Israel-Singapore relations have long been solid, but have recently grown even closer.

“There is a deep friendship between Israel and Singapore. We have so much in common. We are small nations that leave a very large imprint on the world scene,” Netanyahu told Lee in April during his visit to Jerusalem.

Lee said that Israel is the second-largest contributor of foreign direct investments in Singapore from the Middle East. “We admire your technical prowess and ecosystem. You have the highest number of scientists, technicians, technologists, engineers per capita in the world. You have the third highest number of patents per capita, and I know that many Singaporean firms are interested in doing business with you, investing in Israel, as some have already done.”

On Wednesday, Netanyahu will arrive in Sydney, Australia, where he will meet with Governor-General Peter Cosgrove and Prime Minister Malcolm Turnbull, with whom he is set to hold a joint press conference.

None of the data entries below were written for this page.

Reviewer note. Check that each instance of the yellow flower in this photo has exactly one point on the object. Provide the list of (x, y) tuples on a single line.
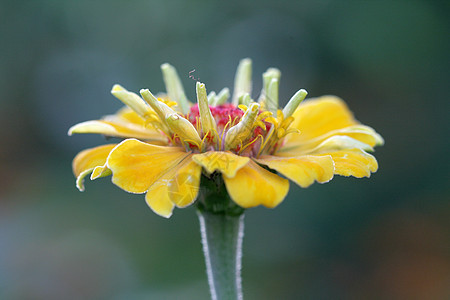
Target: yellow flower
[(169, 145)]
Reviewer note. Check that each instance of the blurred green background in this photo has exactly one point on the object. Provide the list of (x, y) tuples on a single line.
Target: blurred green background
[(386, 237)]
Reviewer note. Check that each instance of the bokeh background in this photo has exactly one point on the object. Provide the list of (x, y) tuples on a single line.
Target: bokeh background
[(386, 237)]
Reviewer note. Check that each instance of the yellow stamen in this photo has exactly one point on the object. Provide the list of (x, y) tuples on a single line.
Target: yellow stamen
[(183, 128), (206, 117), (244, 129)]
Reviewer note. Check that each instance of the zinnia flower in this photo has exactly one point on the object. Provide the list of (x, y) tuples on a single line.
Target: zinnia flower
[(252, 147)]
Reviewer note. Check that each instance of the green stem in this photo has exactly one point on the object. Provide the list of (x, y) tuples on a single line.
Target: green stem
[(222, 246)]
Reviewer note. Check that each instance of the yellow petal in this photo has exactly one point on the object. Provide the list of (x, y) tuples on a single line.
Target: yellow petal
[(137, 165), (353, 162), (118, 129), (100, 171), (225, 162), (86, 161), (254, 185), (318, 116), (303, 170), (178, 187), (158, 200), (364, 134)]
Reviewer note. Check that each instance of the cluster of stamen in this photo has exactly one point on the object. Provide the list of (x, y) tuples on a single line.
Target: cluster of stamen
[(244, 126)]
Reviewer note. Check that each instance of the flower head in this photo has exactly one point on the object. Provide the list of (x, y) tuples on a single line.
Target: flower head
[(252, 147)]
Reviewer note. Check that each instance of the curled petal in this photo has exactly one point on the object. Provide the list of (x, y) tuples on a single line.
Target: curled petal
[(318, 116), (361, 133), (353, 162), (137, 165), (117, 128), (303, 170), (86, 161), (253, 185), (226, 163), (178, 187)]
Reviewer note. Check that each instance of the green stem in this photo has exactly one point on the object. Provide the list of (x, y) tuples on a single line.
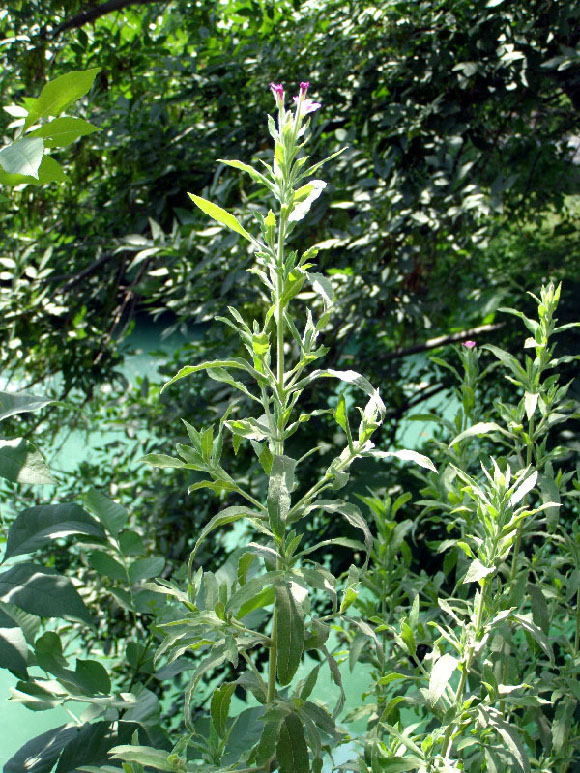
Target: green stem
[(458, 699), (577, 635), (529, 457), (272, 664), (258, 675)]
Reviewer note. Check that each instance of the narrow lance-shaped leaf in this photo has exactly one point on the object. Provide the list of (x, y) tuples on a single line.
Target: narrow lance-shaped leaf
[(233, 362), (291, 750), (220, 707), (58, 94), (38, 526), (406, 455), (144, 755), (290, 625), (229, 515), (348, 377), (254, 174), (63, 131), (440, 676), (280, 488), (219, 214), (13, 648), (23, 157)]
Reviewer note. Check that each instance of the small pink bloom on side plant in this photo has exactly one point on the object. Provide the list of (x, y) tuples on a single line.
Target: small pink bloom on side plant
[(306, 105), (309, 106), (278, 91)]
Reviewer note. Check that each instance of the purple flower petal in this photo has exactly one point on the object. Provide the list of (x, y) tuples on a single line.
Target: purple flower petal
[(308, 105)]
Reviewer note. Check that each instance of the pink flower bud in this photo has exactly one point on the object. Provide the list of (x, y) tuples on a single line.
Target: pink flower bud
[(278, 91), (308, 105)]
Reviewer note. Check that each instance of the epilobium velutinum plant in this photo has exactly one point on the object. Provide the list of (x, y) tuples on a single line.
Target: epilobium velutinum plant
[(473, 665), (494, 656), (267, 599)]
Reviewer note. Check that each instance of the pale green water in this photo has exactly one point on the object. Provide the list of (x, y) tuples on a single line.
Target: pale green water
[(19, 724)]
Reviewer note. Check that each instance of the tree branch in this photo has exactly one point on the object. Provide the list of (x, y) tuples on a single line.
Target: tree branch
[(92, 14), (433, 343)]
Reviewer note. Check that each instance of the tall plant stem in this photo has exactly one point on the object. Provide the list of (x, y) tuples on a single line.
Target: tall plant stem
[(529, 457), (279, 411), (470, 649), (577, 634)]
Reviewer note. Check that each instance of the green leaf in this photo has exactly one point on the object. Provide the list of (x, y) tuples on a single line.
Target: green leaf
[(38, 526), (254, 174), (41, 753), (23, 157), (540, 611), (106, 565), (407, 456), (22, 462), (162, 460), (144, 755), (145, 568), (337, 679), (291, 750), (42, 591), (351, 513), (309, 683), (280, 487), (263, 599), (510, 362), (220, 707), (526, 622), (219, 214), (439, 677), (58, 94), (477, 571), (340, 414), (347, 377), (238, 363), (266, 748), (63, 131), (13, 648), (224, 517), (92, 676), (511, 739), (290, 639), (112, 515), (251, 589), (563, 722)]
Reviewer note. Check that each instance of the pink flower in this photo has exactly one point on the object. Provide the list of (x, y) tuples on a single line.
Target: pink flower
[(308, 105), (278, 91)]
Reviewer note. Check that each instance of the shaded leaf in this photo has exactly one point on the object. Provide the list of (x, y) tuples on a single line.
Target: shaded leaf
[(42, 591), (38, 526), (112, 515), (22, 462), (13, 648), (291, 750)]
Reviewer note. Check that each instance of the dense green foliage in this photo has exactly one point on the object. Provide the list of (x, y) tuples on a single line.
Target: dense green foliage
[(457, 192)]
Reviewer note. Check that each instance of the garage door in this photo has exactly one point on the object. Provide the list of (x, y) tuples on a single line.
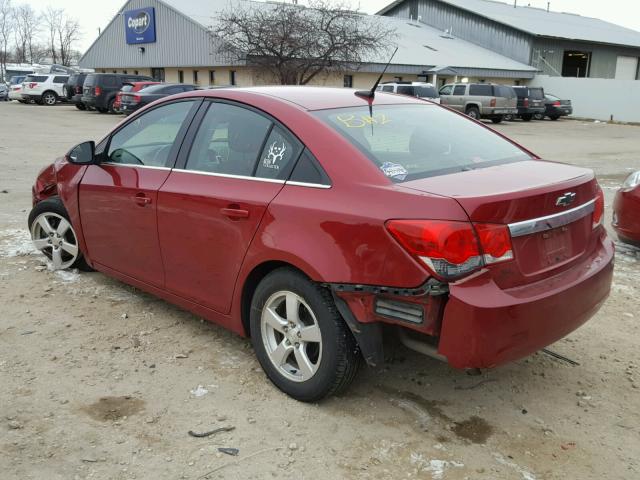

“In Australia I will, together with Prime Minister Malcolm Turnbull, hold a meeting with businesspeople from both countries in order to increase trade between Israel and Australia,” Netanyahu said at the cabinet. “What we are doing to strengthen Israel’s standing in the world,” he added, “is to open new markets.”

After the meeting with Israeli and Australian businesspeople, the prime minister and his delegation are scheduled to visit the Great Synagogue of Sydney.

On Thursday, Netanyahu will again meet with Turnbull, who will be joined by his cabinet, at Sydney’s Commonwealth Parliament Offices, where the government convenes when it is not in the capital. (Netanyahu will not visit Canberra.)

Prime Minister Benjamin Netanyahu (R) meets with Australian Prime Minister Malcolm Turnbull in New York, on September 21, 2016 (Kobi Gideon/GPO)

Prime Minister Benjamin Netanyahu (R) meets with Australian Prime Minister Malcolm Turnbull in New York, on September 21, 2016 (Kobi Gideon/GPO)

The two prime ministers will then together visit Moriah College, a Modern Orthodox school founded in 1942.

On Friday, Netanyahu will meet the premier of New South Wales, Gladys Berejiklian. He will conclude his visit with a sit-down with Bill Shorten, the leader of the Australian opposition.

Australia is arguably Israel’s best friend on the international stage after the United States. In recent years, Canberra has been unafraid to defy international consensus to shield the Jewish state from criticism of its settlement policy.

In December, Australia was the only country in the world, besides Israel, to denounce UN Security Council Resolution 2334. Foreign Minister Julie Bishop declared Australia would have likely opposed the text and Turnbull later attacked it as “one-sided” and “deeply unsettling.”

Canberra first distinguished itself from the rest of the world in early 2014, when Bishop, in an interview with The Times of Israel, refused to call Israeli settlements illegal. “I don’t want to prejudge the fundamental issues in the peace negotiations,” Bishop said at the time.

Asked whether she agrees or disagrees with the near-universal view that Israeli settlements anywhere beyond the 1967 lines are illegal under international law, she replied: “I would like to see which international law has declared them illegal.”